Voltando um pouco às questões pessoais, mesmo depois de mais de 10 anos vivendo uma vida de vícios em prostituição e bebidas, encontrei em Deus forças para reverter tudo que perdi.
 
Hoje estou livre desses vícios, bem de saúde e 'batendo minha bolinha', sou absolutamente feliz, com a paz que Jesus me deu por intermédio da fé. Paz essa que não estão em coisas, pessoas e nem circunstâncias, mas na certeza da misericórdia de Deus e nas demais coisas por Ele acrescentadas. Eu não poderia deixar de dar a Ele toda honra e glória.
 
Como foram suas experiências fora do país?

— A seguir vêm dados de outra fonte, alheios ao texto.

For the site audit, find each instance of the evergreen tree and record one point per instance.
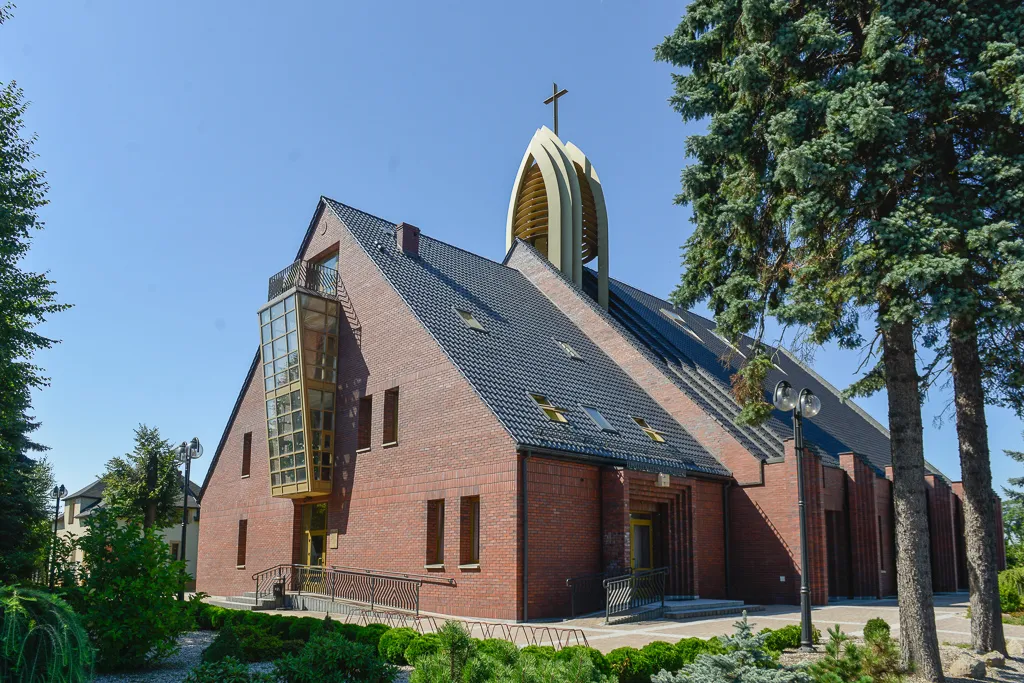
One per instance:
(26, 300)
(863, 158)
(143, 484)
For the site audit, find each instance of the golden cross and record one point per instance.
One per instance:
(553, 99)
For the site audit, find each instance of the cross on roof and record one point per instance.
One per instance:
(553, 99)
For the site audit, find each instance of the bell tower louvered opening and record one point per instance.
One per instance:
(530, 220)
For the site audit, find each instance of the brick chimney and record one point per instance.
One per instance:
(409, 239)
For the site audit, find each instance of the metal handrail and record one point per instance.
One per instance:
(586, 593)
(359, 586)
(634, 590)
(304, 274)
(422, 578)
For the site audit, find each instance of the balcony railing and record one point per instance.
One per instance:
(305, 275)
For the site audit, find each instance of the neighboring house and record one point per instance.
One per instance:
(86, 501)
(415, 408)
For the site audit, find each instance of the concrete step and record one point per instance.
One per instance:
(710, 610)
(242, 602)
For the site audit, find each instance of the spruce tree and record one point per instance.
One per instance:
(862, 159)
(26, 300)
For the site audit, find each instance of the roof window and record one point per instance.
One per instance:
(569, 351)
(470, 319)
(598, 419)
(554, 413)
(678, 319)
(650, 431)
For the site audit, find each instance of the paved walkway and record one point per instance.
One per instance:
(950, 616)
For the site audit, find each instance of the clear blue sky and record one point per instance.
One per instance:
(186, 145)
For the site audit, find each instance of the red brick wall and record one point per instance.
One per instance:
(564, 535)
(450, 445)
(865, 556)
(941, 525)
(764, 537)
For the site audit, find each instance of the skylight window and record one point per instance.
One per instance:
(678, 319)
(730, 344)
(569, 351)
(650, 431)
(598, 419)
(470, 319)
(554, 413)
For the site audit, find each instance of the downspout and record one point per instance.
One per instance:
(725, 516)
(525, 543)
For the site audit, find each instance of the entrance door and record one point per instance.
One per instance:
(641, 542)
(314, 544)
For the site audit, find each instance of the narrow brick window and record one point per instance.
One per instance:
(469, 534)
(247, 453)
(435, 532)
(366, 422)
(391, 417)
(243, 534)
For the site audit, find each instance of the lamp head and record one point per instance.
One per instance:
(784, 397)
(809, 403)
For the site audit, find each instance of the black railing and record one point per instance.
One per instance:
(366, 587)
(305, 275)
(626, 593)
(586, 594)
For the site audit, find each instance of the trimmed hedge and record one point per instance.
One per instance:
(393, 643)
(630, 665)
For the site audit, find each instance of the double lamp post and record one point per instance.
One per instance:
(187, 452)
(803, 404)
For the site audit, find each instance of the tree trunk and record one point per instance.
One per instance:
(979, 503)
(919, 640)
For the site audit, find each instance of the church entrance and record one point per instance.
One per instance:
(641, 541)
(314, 546)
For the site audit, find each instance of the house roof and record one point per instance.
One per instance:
(708, 363)
(518, 353)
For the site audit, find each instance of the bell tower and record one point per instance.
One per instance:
(557, 206)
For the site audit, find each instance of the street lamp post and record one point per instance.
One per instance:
(804, 404)
(57, 494)
(187, 452)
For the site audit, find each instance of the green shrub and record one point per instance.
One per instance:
(690, 648)
(663, 656)
(280, 626)
(423, 645)
(393, 643)
(371, 634)
(226, 644)
(745, 658)
(572, 651)
(219, 616)
(228, 670)
(302, 628)
(329, 657)
(540, 651)
(502, 651)
(876, 629)
(127, 595)
(350, 631)
(41, 639)
(630, 665)
(786, 638)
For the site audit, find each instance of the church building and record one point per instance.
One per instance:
(503, 427)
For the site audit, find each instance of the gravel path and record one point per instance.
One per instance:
(174, 669)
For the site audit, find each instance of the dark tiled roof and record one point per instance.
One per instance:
(519, 354)
(840, 427)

Foi uma experiência maravilhosa na minha vida em todos os sentidos, conheci uma parte da Europa e pude entender um pouco sobre a cultura predominantemente conservadora. Mas especificamente na Itália, os brasileiros são muito bem recebidos, além de ter um brasileiro em cada canto, os italianos são mais objetivos, mas cordiais e apesar de não terem todo aquele 'calor humano brasileiro' são honestos e bem respeitosos a todo tipo de cultura.

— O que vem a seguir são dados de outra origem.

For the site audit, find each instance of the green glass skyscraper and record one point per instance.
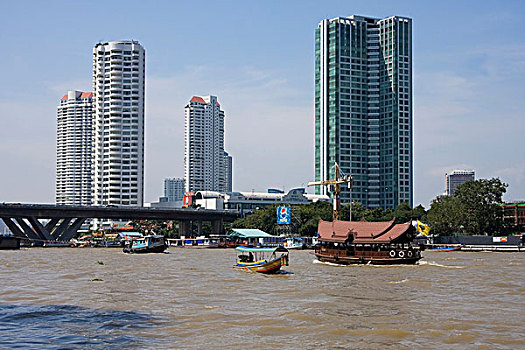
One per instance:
(363, 107)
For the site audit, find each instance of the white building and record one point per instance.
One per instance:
(74, 139)
(228, 172)
(456, 178)
(246, 202)
(118, 148)
(173, 189)
(204, 168)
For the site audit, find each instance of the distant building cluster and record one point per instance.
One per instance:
(456, 178)
(173, 189)
(246, 202)
(363, 121)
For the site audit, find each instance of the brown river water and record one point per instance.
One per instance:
(64, 298)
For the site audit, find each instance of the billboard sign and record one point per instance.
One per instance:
(187, 200)
(284, 215)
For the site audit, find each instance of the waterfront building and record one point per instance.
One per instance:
(456, 178)
(228, 172)
(74, 139)
(204, 168)
(363, 108)
(247, 202)
(118, 147)
(514, 217)
(173, 190)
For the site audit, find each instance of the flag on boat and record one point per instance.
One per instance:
(422, 228)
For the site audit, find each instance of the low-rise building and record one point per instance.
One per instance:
(246, 202)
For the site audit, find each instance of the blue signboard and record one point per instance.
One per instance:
(284, 215)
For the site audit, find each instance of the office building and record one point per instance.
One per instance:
(228, 172)
(204, 168)
(118, 147)
(456, 178)
(363, 107)
(74, 139)
(173, 190)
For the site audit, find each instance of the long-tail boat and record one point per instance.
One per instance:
(263, 260)
(362, 242)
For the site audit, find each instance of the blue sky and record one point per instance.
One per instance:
(258, 58)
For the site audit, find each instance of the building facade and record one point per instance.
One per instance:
(363, 107)
(118, 125)
(204, 168)
(247, 202)
(74, 140)
(228, 172)
(456, 178)
(174, 189)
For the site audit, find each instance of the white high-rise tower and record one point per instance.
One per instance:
(204, 152)
(118, 125)
(74, 138)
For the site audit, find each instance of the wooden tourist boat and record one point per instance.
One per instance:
(444, 249)
(263, 260)
(362, 242)
(294, 243)
(147, 244)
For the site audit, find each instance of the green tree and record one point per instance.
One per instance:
(474, 209)
(480, 200)
(444, 216)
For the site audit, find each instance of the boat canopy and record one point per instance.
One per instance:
(249, 233)
(365, 232)
(260, 250)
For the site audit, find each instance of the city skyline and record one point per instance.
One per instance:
(468, 83)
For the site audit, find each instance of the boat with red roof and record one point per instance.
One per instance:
(363, 242)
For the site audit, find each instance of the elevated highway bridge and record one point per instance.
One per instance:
(63, 221)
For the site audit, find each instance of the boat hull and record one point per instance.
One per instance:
(262, 267)
(158, 248)
(447, 249)
(367, 260)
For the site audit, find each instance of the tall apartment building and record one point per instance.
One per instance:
(228, 172)
(118, 125)
(204, 150)
(74, 139)
(174, 189)
(363, 107)
(456, 178)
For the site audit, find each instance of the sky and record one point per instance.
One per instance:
(258, 58)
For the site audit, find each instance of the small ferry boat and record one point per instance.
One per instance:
(146, 244)
(444, 248)
(293, 243)
(362, 242)
(263, 260)
(199, 242)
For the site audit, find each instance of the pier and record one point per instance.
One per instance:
(63, 221)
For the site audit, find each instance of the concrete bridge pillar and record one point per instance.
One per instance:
(217, 227)
(185, 228)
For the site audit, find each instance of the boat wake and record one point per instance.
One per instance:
(433, 263)
(325, 263)
(398, 282)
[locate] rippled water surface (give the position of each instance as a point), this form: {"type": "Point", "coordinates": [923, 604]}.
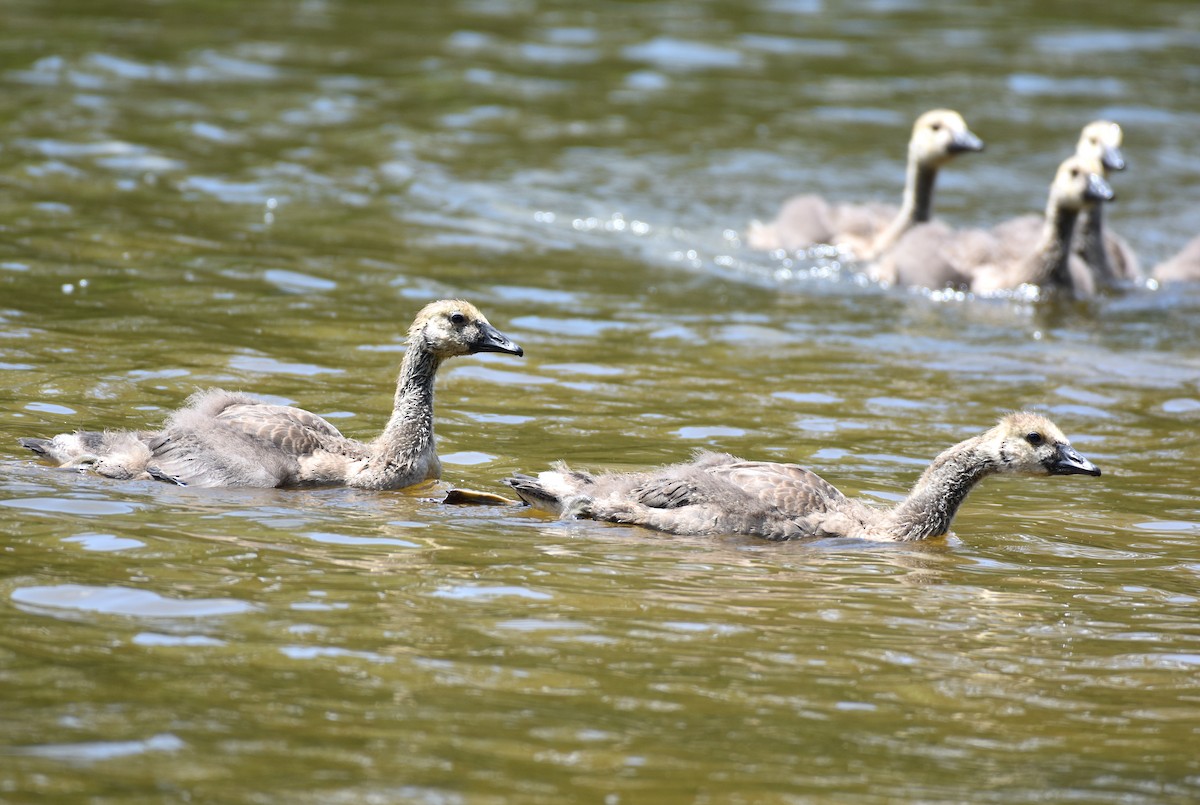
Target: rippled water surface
{"type": "Point", "coordinates": [261, 196]}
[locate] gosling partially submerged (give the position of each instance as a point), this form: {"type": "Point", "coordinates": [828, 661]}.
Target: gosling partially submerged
{"type": "Point", "coordinates": [1047, 262]}
{"type": "Point", "coordinates": [223, 438]}
{"type": "Point", "coordinates": [1104, 256]}
{"type": "Point", "coordinates": [868, 229]}
{"type": "Point", "coordinates": [717, 493]}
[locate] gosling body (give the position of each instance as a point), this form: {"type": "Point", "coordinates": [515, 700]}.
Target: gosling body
{"type": "Point", "coordinates": [223, 438]}
{"type": "Point", "coordinates": [720, 494]}
{"type": "Point", "coordinates": [868, 229]}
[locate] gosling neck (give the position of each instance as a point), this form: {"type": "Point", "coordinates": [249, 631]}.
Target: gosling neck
{"type": "Point", "coordinates": [916, 206]}
{"type": "Point", "coordinates": [1091, 235]}
{"type": "Point", "coordinates": [1049, 265]}
{"type": "Point", "coordinates": [409, 432]}
{"type": "Point", "coordinates": [943, 486]}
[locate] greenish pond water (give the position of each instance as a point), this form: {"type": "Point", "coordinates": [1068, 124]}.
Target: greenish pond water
{"type": "Point", "coordinates": [261, 196]}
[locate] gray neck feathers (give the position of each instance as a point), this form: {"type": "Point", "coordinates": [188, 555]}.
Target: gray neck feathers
{"type": "Point", "coordinates": [1091, 234]}
{"type": "Point", "coordinates": [941, 490]}
{"type": "Point", "coordinates": [409, 432]}
{"type": "Point", "coordinates": [916, 208]}
{"type": "Point", "coordinates": [1049, 262]}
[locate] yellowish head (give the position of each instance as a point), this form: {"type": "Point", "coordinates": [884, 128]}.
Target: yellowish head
{"type": "Point", "coordinates": [1030, 444]}
{"type": "Point", "coordinates": [1101, 140]}
{"type": "Point", "coordinates": [1079, 184]}
{"type": "Point", "coordinates": [939, 136]}
{"type": "Point", "coordinates": [453, 326]}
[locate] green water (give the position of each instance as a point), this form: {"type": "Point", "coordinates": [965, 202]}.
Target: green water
{"type": "Point", "coordinates": [261, 196]}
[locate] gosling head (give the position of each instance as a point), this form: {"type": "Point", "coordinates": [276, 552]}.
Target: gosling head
{"type": "Point", "coordinates": [451, 326]}
{"type": "Point", "coordinates": [1080, 184]}
{"type": "Point", "coordinates": [1030, 444]}
{"type": "Point", "coordinates": [1101, 140]}
{"type": "Point", "coordinates": [940, 136]}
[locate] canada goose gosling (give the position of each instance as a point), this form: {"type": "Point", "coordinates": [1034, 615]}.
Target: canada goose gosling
{"type": "Point", "coordinates": [222, 438]}
{"type": "Point", "coordinates": [718, 493]}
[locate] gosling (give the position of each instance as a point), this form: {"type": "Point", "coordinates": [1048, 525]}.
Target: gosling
{"type": "Point", "coordinates": [869, 229]}
{"type": "Point", "coordinates": [718, 493]}
{"type": "Point", "coordinates": [225, 438]}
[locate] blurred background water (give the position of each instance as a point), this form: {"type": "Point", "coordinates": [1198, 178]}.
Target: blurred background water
{"type": "Point", "coordinates": [259, 196]}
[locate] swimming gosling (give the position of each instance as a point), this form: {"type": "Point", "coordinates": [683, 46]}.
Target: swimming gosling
{"type": "Point", "coordinates": [869, 229]}
{"type": "Point", "coordinates": [1105, 254]}
{"type": "Point", "coordinates": [717, 493]}
{"type": "Point", "coordinates": [225, 438]}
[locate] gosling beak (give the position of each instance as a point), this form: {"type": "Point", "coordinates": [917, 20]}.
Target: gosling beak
{"type": "Point", "coordinates": [1098, 190]}
{"type": "Point", "coordinates": [1111, 158]}
{"type": "Point", "coordinates": [493, 341]}
{"type": "Point", "coordinates": [1068, 462]}
{"type": "Point", "coordinates": [965, 142]}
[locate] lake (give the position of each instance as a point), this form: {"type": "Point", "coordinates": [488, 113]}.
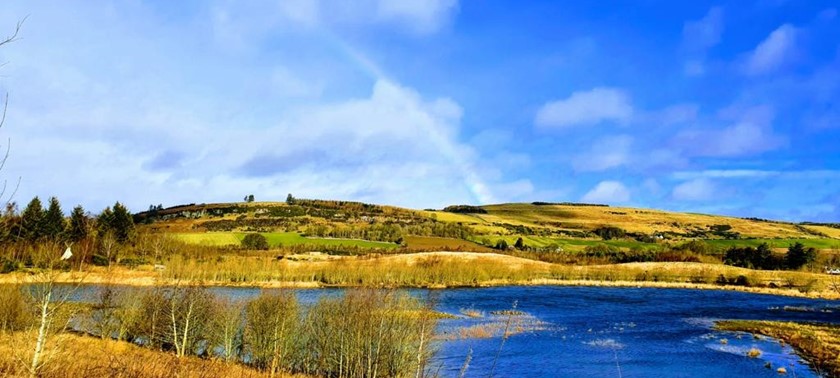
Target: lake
{"type": "Point", "coordinates": [605, 332]}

A gastronomia é uma riqueza, como as paisagens e lugares cinematográficos, particularmente gosto muito da comida italiana, que não é muito diferente uma vez que aqui no Brasil é um tipo de comida bem conhecida, e, está praticamente no nosso dia a dia, mas tem diferença é claro, as pizzas, por exemplo, do nosso tamanho grande lá são individuais, porém sem todo aqueles recheios, mas tem pizza e massa de todas formas e gostos.
 
A linguagem no futebol lá (na época) era muito parecida com a nossa e eles copiavam muito o jeitinho brasileiro de falar em campo, muito por conta de bastantes brasileiros atuando no futebol de lá.
 
Mesmo depois dessa experiência sempre que posso viajo para a Itália, nas oportunidades que tenho, meu primo continua lá, hoje com a esposa e sua filhinha, ainda atuando profissionalmente, bem como tenho outros bons amigos que vivem no velho continente.
 
Deixa uma dica para iniciantes?
Em qualquer que seja a modalidade, pratiquem esportes, muito além de uma carreira profissional de sucesso o esporte é mágico no desenvolvimento pessoal e relacionamento. Algo que valerá para toda a vida!
 
Estudem, cada vez mais, é difícil depender apenas de uma profissão no esporte como um todo, mesmo seguindo o esporte profissional na esmagadora realidade, não dá para viver somente desta profissão. Então estudar e formar uma segunda opção de carreira profissional é uma prudência relevante para o futuro.
 
Fora a responsabilidade que o esporte exige de um atleta que deseja vencer, todo esforço e sacrifício necessário, o esporte é saúde e vida, pratiquem com amor e sem dúvidas, o melhor virá independente de se for um vencedor, se não no esporte, certamente será na vida.
 
O que foi o esporte na sua vida?
Mesmo alcançado algum destaque no esporte, reverencio méritos aos excelentes treinadores quais pude trabalhar, graças a Deus pelo esporte que foi totalmente fundamental na minha vida como pessoa, muito além de resultados no futebol, certamente me ajudaram como pessoa e ser humano em todo meu desenvolvimento. Sou muito grato ao apoio dos meus pais que mesmo em meio às dificuldades financeiras e sem tempo para poder me acompanhar, sempre me apoiaram em tudo.